3 Procedure bij de rechtbank; vorderingen in het incident
3.1
TCN heeft Eurofins gedagvaard en verklaring voor recht gevorderd dat zij openstaande facturen van Eurofins niet hoeft te betalen, met veroordeling van Eurofins tot schadevergoeding, na verrekening van de facturen, van € 254.970,95 subsidiair € 271.770,75. Eurofins heeft een tegenvordering ingesteld tot betaling van de openstaande facturen.
3.2
De rechtbank heeft Eurofins veroordeeld tot betaling aan TCN van € 194.425,50 + € 896,00, vermeerderd met rente en kosten, en de overige vorderingen afgewezen. Het vonnis is uitvoerbaar bij voorraad verklaard.
3.3
Eurofins is van het vonnis in hoger beroep gekomen. In incident vordert zij schorsing van de tenuitvoerlegging van het vonnis, subsidiair zekerheidstelling.
4 Beoordeling in het incident
4.1
Bij de beoordeling van een incidentele vordering tot schorsing van de tenuitvoerlegging (artikel 351 Rv) dan wel zekerheidsstelling (artikel 235 Rv) heeft op grond van HR 20 december 2019, ECLI:NL:HR:2019:2026 het volgende te gelden.
Uitgangspunt is dat een uitgesproken veroordeling, hangende een hogere voorziening, uitvoerbaar dient te zijn en zonder de voorwaarde van zekerheidstelling ten uitvoer kan worden gelegd. Afwijking van dit uitgangspunt kan worden gerechtvaardigd door omstandigheden die meebrengen dat het belang van de veroordeelde bij behoud van de bestaande toestand zolang niet op het door hem ingestelde rechtsmiddel is beslist, of diens belang bij zekerheidstelling, ook gegeven dit uitgangspunt, zwaarder weegt dan het belang van degene die de veroordeling in de ten uitvoer te leggen uitspraak heeft verkregen, bij de uitvoerbaarheid bij voorraad daarvan of bij deze uitvoerbaarheid zonder dat daaraan de voorwaarde van zekerheidstelling wordt verbonden.

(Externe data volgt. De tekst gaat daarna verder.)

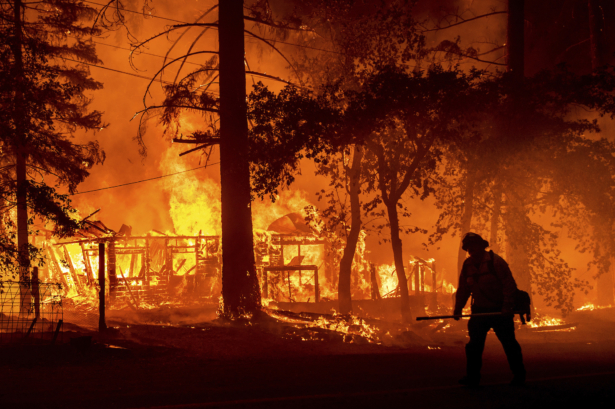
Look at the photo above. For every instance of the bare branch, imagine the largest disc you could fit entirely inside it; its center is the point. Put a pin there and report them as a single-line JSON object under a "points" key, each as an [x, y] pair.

Bij de toepassing van de onder a genoemde maatstaf moet worden uitgegaan van de beslissingen in de ten uitvoer te leggen uitspraak en van de daaraan ten grondslag liggende vaststellingen en oordelen, en blijft de kans van slagen van het tegen die beslissing aangewende of nog aan te wenden rechtsmiddel buiten beschouwing, met dien verstande dat de rechter in zijn oordeelsvorming kan betrekken of de ten uitvoer te leggen beslissing(en) berust(en) op een kennelijke misslag.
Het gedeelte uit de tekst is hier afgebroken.